Scientists warn that ibuprofen could be wrecking men's fertility by making their balls shrivel up.

They tracked how ibruprofen affected them, noting that the painkiller can affect your body's hormone levels.

For now you don't need to worry unless you're a daily user of ibuprofen, and even then, more research will be needed before everyone's shouting about the dangers of painkillers.

Previous research by European scientists showed that male babies whose mothers took ibuprofen experienced disturbances to their endocrine system, according to CNN.

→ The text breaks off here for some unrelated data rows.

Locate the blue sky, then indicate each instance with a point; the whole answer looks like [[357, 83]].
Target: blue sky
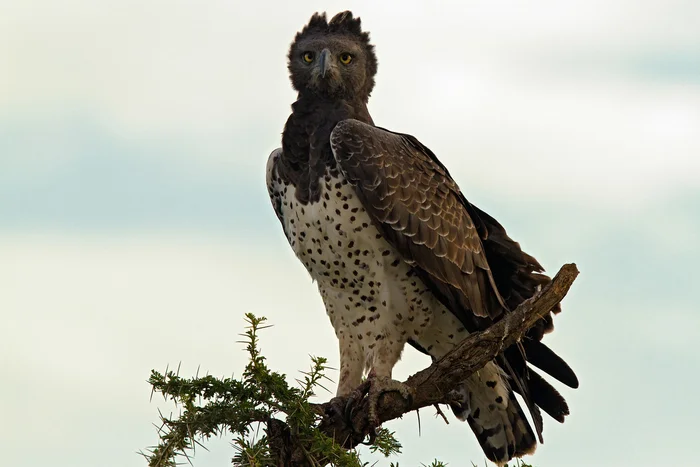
[[135, 228]]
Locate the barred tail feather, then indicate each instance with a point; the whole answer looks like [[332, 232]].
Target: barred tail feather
[[495, 416]]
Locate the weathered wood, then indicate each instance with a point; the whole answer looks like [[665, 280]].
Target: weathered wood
[[432, 385]]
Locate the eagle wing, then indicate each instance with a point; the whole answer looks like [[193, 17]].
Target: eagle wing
[[452, 246], [420, 210]]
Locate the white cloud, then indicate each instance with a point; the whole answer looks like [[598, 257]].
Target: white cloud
[[533, 98], [87, 317]]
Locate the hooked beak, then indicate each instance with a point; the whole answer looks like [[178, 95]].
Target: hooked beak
[[324, 62]]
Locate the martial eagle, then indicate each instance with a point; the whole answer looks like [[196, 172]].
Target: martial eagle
[[398, 253]]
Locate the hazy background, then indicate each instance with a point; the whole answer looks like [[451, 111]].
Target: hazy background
[[135, 229]]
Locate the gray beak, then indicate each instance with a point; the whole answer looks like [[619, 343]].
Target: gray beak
[[324, 62]]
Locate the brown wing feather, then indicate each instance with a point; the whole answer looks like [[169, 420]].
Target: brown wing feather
[[414, 201], [419, 209]]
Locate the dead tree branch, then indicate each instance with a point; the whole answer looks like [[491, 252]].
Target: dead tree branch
[[432, 385]]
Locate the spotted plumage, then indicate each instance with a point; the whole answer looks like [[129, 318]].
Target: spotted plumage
[[398, 254]]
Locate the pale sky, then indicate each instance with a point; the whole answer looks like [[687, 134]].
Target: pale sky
[[135, 229]]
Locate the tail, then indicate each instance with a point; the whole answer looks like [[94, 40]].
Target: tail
[[495, 416]]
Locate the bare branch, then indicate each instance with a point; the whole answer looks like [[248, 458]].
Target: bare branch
[[432, 384]]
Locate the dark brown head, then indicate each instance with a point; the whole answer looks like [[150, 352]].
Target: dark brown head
[[333, 59]]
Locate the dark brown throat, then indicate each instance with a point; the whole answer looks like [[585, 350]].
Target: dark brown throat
[[306, 148]]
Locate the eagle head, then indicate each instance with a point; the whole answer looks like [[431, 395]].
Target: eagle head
[[333, 59]]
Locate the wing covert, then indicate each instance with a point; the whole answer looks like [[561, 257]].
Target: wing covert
[[420, 210]]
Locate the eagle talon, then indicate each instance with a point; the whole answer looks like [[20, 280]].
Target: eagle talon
[[380, 385]]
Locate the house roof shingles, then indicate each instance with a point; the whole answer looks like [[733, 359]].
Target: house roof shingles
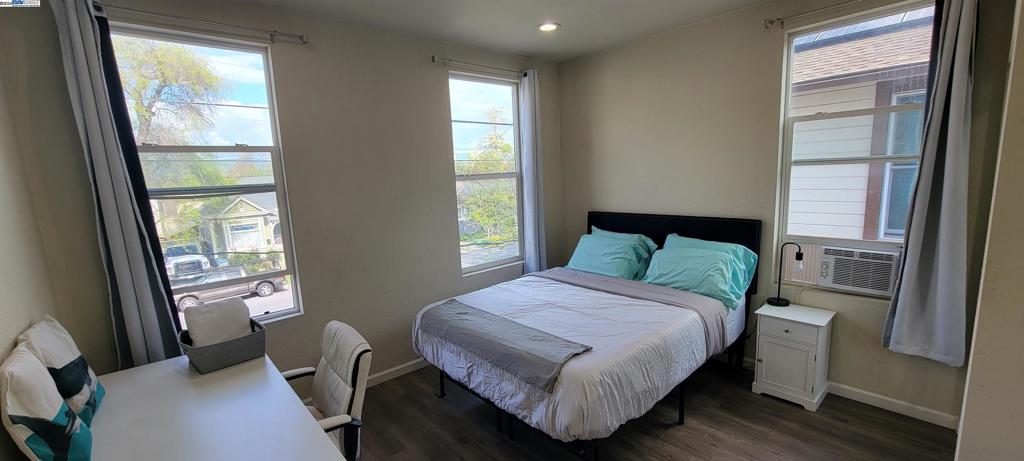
[[857, 56]]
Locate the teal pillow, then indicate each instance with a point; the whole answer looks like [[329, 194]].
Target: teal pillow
[[747, 258], [647, 243], [607, 256], [699, 270], [644, 245]]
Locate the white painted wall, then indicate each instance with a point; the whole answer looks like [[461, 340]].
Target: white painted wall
[[24, 279]]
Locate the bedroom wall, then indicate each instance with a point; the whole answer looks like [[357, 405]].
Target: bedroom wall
[[366, 137], [687, 122], [990, 427], [24, 279]]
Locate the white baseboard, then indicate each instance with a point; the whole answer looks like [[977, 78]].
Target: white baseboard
[[395, 372], [887, 403], [895, 406]]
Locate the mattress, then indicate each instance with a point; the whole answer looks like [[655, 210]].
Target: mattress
[[641, 349]]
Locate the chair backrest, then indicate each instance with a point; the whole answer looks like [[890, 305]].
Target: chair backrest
[[340, 381]]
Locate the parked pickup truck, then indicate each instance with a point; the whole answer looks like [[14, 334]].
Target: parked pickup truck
[[184, 260], [260, 288]]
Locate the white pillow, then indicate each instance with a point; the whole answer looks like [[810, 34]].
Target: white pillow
[[75, 380], [38, 419], [217, 322]]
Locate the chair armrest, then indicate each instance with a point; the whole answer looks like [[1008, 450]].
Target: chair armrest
[[298, 373], [337, 422]]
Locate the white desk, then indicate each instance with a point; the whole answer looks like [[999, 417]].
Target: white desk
[[166, 411]]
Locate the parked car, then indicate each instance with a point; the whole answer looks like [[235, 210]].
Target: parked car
[[184, 260], [260, 288]]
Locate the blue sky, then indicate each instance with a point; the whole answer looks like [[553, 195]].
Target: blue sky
[[242, 114], [471, 100]]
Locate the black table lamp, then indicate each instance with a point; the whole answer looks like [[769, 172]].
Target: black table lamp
[[778, 299]]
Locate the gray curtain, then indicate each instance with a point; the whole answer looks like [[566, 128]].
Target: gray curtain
[[144, 327], [532, 189], [928, 312]]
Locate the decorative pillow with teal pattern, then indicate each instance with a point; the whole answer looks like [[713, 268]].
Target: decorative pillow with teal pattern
[[76, 381], [39, 420]]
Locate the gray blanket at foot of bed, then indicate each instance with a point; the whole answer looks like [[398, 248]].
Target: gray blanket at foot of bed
[[528, 353]]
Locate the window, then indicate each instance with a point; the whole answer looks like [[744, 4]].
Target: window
[[485, 144], [855, 108], [202, 112]]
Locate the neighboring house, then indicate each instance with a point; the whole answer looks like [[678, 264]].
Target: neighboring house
[[242, 224], [842, 70], [248, 223]]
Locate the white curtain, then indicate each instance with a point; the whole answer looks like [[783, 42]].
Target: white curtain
[[144, 329], [928, 312], [532, 189]]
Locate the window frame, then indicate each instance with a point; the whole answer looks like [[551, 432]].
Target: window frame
[[787, 122], [280, 186], [517, 175]]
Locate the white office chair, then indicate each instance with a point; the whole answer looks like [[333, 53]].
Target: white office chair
[[339, 384]]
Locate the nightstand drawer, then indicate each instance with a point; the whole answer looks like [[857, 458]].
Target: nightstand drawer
[[788, 330]]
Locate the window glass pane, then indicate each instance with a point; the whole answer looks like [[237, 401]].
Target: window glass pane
[[263, 296], [164, 170], [860, 66], [488, 220], [843, 137], [828, 200], [906, 127], [861, 201], [481, 101], [899, 186], [483, 149], [208, 240], [184, 94]]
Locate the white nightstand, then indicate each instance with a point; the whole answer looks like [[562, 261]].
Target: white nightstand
[[793, 353]]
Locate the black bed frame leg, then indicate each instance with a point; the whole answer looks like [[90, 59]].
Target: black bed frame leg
[[511, 425], [737, 353], [681, 390], [440, 384]]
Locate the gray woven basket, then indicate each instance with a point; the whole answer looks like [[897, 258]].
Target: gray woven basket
[[222, 354]]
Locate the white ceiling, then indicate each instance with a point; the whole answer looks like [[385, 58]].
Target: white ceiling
[[511, 25]]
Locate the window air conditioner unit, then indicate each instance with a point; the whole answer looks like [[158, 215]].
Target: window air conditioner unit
[[865, 271]]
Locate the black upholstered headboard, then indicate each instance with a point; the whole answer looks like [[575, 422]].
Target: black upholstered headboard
[[657, 226]]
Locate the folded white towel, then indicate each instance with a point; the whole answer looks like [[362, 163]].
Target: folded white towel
[[217, 322]]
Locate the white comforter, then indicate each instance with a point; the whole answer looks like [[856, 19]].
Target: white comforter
[[641, 349]]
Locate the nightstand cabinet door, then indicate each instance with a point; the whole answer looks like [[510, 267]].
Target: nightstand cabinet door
[[787, 366]]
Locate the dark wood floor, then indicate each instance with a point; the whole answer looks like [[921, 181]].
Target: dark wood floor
[[724, 420]]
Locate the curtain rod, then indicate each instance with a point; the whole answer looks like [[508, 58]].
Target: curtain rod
[[273, 34], [780, 21], [445, 60]]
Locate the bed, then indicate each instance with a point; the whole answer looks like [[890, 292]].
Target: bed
[[642, 348]]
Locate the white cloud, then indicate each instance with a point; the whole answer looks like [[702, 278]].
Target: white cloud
[[243, 68]]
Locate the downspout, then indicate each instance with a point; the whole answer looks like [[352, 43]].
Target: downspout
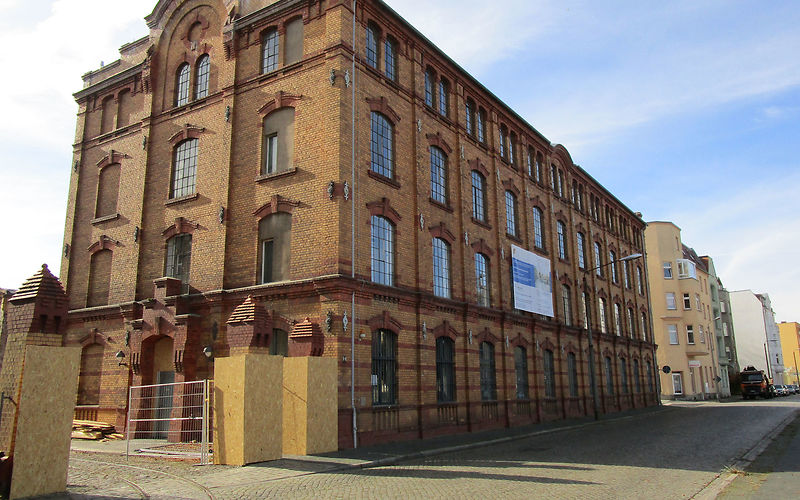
[[353, 236]]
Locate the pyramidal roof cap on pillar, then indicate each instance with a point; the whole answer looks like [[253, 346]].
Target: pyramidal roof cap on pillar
[[41, 284]]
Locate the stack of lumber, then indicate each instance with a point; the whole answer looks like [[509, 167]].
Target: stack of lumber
[[89, 429]]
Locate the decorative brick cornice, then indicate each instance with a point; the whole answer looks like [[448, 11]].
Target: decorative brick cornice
[[281, 100], [481, 246], [440, 231], [381, 105], [181, 226], [384, 209], [188, 131], [478, 165], [385, 321], [436, 140], [276, 204], [104, 243]]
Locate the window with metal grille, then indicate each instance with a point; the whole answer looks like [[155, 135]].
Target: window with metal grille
[[488, 377], [441, 268], [438, 175], [549, 374], [381, 147], [478, 196], [482, 279], [511, 213], [521, 371], [182, 85], [445, 370], [201, 78], [179, 257], [269, 51], [382, 261], [384, 368], [572, 370], [184, 169]]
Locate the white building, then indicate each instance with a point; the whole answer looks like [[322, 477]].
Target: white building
[[757, 336]]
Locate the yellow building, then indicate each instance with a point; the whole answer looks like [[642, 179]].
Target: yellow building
[[790, 345], [681, 311]]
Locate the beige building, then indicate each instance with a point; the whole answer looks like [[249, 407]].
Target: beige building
[[682, 316], [790, 344]]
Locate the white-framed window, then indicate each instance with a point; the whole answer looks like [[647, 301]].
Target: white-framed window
[[672, 331], [686, 269], [671, 301]]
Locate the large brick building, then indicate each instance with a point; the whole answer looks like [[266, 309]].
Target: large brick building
[[244, 180]]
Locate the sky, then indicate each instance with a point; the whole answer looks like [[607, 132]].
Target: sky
[[687, 111]]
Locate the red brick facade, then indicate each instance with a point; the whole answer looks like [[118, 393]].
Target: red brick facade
[[233, 193]]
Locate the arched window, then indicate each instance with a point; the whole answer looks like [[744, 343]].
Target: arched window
[[179, 258], [478, 196], [99, 278], [572, 370], [444, 97], [381, 145], [184, 169], [430, 82], [609, 376], [482, 280], [382, 261], [438, 175], [373, 34], [469, 121], [562, 240], [182, 85], [488, 377], [521, 371], [269, 50], [441, 268], [511, 214], [548, 366], [294, 41], [107, 190], [445, 370], [538, 228], [201, 77], [581, 250], [90, 373], [274, 238], [390, 59], [278, 141], [384, 368]]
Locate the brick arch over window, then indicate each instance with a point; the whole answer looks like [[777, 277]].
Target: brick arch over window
[[436, 140], [281, 100], [384, 209], [180, 226], [385, 321], [440, 231], [188, 131], [445, 330], [478, 165], [276, 204], [381, 105]]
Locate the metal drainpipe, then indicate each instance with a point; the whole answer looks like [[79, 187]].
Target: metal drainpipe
[[353, 236]]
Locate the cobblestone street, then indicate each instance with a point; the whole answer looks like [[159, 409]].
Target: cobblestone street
[[673, 452]]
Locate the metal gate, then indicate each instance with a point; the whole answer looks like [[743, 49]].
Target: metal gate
[[171, 418]]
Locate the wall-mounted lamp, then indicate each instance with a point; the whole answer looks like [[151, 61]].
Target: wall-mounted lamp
[[120, 356]]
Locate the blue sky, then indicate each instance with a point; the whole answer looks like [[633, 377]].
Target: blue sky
[[688, 111]]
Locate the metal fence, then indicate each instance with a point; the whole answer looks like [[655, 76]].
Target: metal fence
[[171, 419]]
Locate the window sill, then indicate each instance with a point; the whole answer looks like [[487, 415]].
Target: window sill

But the amount and frequency of ibuprofen use in the study is fairly atypical-the maximum recommended dosage of 1,200 milligrams per day every day for two weeks. Research released in February 2017 also found that it could increase the risk of heart attacks.

Those in the ibuprofen group were given two doses of ibuprofen a day.

Clinically, this condition is called "compensated hypogonadism"-"hypogonadism" because the body probably isn't producing testosterone at the appropriate rate, and "compensated" because other hormones have kicked in and gotten testosterone levels to increase. This repression results in the elevation of the stimulatory pituitary hormones, resulting in a state of compensated hypogonadism, a disorder associated with adverse reproductive and physical health disorders.

Fortunately, the condition went away in the volunteers when they stopped taking the medication.

Jégou and a team of French and Danish researchers had been examining the health effects any one of three mild pain relievers on pregnant women: aspirin, acetaminophen (also known as paracetamol and sold under the brand name Tylenol) and ibuprofen.

"Long-term use of ibuprofen has other negative effects on overall health so people should only be taking it over a period of weeks, months or years if a doctor has prescribed it".